No matter the casts’ talents, Martin Scorsese’s 1976 cinematic masterpiece is a showcase for the one and only Robert De Niro. He is truly unnerving as a man who slowly devolves, or evolves some would argue, into an eccentric crusader for a moral order. In the year’s since its release, admirers are still talkin’ about his performance.


De Niro’s character is invaded with the idea that he must be better than those he drives around. In exploring the seedy underbelly of the city that never sleeps, “Taxi Driver” can dive into the conscience of a man trying to find his place in an imperfect and unscrupulous world. It asks the question- what happens if you are unable to come to terms with the sins of a people? It is Travis Bickle’s response to that question we bare witness to in this film.
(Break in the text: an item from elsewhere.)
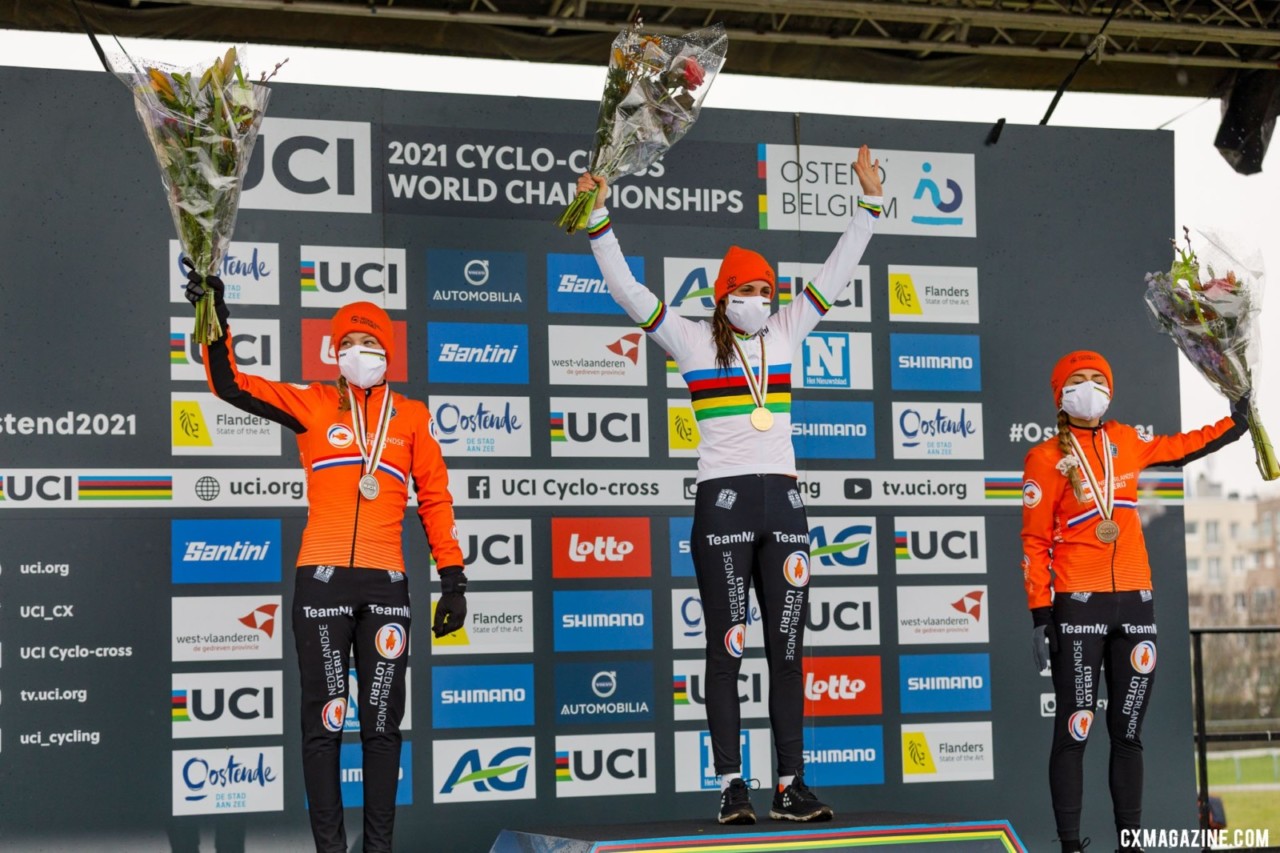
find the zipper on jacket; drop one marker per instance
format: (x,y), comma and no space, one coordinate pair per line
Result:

Travis Bickle is an introvert, who manifests his purpose- he is on a mission to save humanity. His ultimate plans are both heroic and homicidal, and his transition from quiet and standoffish to wild and brutal is at times frightening. However, throughout the film’s climax, we are left to wonder if we can blame our disturbed hero for his choices. Is he losing his mind? Is he fulfilling his destiny? Or perhaps, is it a little of both?

Jodie Foster in ‘Taxi Driver’


The film premiered at the Cannes Film Festival over forty years ago. It was awarded the Palme d’Or (the highest honor of the festival). ‘Taxi Driver’ was showered with admiration and recognition. It received four Academy Award nominations. These included ones for acting (Foster and De Niro), score (Herrmann) and Best Picture.
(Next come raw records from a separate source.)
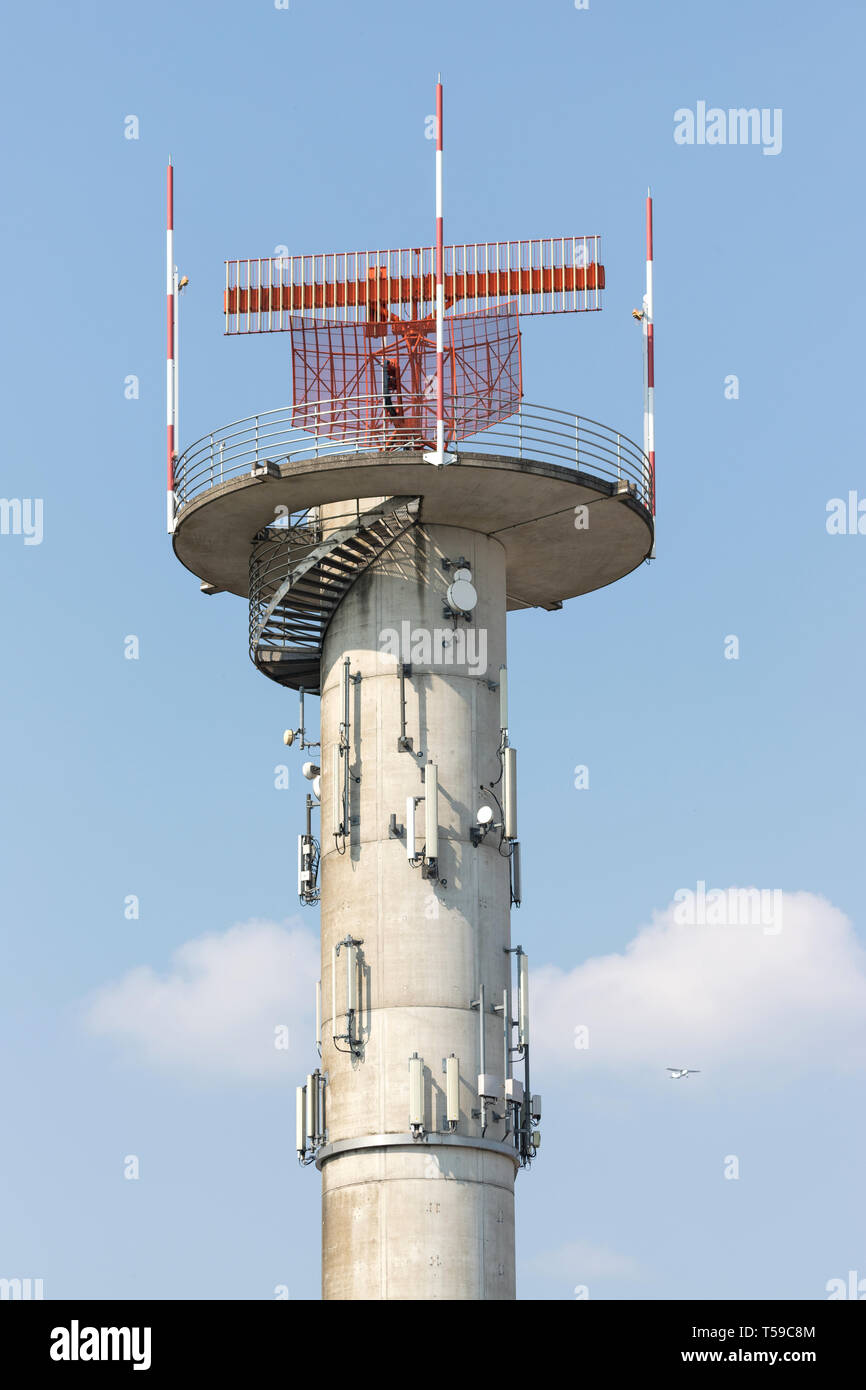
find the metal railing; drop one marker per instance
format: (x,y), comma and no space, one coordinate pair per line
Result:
(363,426)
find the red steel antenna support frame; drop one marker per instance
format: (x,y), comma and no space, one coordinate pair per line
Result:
(438,456)
(171,363)
(649,367)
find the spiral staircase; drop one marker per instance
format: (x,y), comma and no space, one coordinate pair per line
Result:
(299,573)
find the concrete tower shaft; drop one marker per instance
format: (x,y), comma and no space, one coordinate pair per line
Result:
(433,1216)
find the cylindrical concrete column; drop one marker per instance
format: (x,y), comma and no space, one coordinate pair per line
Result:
(433,1216)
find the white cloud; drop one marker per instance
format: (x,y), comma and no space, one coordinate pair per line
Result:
(723,998)
(217,1008)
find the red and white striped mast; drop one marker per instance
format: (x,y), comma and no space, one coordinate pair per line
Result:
(439,458)
(649,371)
(171,364)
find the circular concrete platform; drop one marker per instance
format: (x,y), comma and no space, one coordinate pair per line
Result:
(553,552)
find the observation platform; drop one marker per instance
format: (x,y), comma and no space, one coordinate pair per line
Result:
(519,481)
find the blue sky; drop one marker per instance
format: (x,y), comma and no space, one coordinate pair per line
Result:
(156,776)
“Taxi Driver” is often given the distinction as one of the greatest films of all time. The film has been included on such lists by Time Magazine, the American Film Institute (AFI) and Time Out Magazine. Worthy, high praise indeed.
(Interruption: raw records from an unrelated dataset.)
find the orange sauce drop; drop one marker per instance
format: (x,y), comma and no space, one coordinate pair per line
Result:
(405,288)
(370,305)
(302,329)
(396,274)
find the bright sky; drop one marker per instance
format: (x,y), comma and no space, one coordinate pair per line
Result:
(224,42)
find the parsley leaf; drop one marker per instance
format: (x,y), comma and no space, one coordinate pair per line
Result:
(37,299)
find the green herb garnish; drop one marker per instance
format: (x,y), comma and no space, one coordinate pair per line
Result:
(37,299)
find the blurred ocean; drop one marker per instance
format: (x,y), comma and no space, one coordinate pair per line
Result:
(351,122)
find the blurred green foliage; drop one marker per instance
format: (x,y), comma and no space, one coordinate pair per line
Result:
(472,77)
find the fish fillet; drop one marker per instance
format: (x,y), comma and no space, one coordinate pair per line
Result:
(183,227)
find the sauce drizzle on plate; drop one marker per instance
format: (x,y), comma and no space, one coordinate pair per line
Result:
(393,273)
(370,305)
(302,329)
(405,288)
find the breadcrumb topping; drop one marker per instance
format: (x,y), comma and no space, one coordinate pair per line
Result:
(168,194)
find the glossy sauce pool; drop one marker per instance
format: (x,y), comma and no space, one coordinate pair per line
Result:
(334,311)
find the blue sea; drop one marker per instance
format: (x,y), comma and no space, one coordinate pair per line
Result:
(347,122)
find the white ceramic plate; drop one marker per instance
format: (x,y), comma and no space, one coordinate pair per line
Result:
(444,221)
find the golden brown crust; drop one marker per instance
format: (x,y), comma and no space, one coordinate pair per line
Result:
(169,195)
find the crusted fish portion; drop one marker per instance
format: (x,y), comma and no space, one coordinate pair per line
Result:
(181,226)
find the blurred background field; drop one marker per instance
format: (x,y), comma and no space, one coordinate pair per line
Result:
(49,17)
Although Martin Scorsese had directed films in the years before “Taxi Driver,” this film set its maker on the course that would forever define his style. The film is quintessential Scorsese in its equal parts brutality and soulfulness. However, the story sprung from the mind of Paul Schrader (who also wrote “Raging Bull,” another Scorsese classic starring De Niro).

The lesser-known Schrader is also a director whose past works include “American Giglio” and “Affliction.” Most recently, Schrader wrote and directed the gripping “First Reformed.”  Critics have praised ‘First Reformed.’ AFI and the National Board of Review each named it one of the top ten films of 2018. It has received four Independent Spirit Award nominations and an Oscar nomination for Best Original Screenplay (Schrader’s first ever Oscar nomination).

The similarities between “Taxi Driver” and “First Reformed” are without question. Interwoven in both films are themes of faith and violence. Schrader seems drawn to the questionable morality of the human race, and how one must survive and live in an immoral world.


Although Travis Bickle’s response to that question of survival is unique in its psychosis, the question itself is not unique to his story alone. Engaging this immoral world is something we all do on a daily basis. We have only to read the paper in the morning or turn on the news in the evening to see that there are much violence and pain in the world we inhabit. How do we not let the sorrows of the world weigh so heavily on our minds that they impugn our own sense of happiness and purpose?

I am in no way implying that Travis Bickle’s response should lead the way, but a heavy heart can weigh tremendously on the soul. Answering that question for ourselves is something we all must strive for. We must continue to see the light through the darkness, strive for a more moral world and find peace within the madness. Because if we lose sight of the good, we may all go a little insane.

‘Taxi Driver’ is available for purchase/rent on Amazon Prime, PlayStation, YouTube, Google Play and Apple.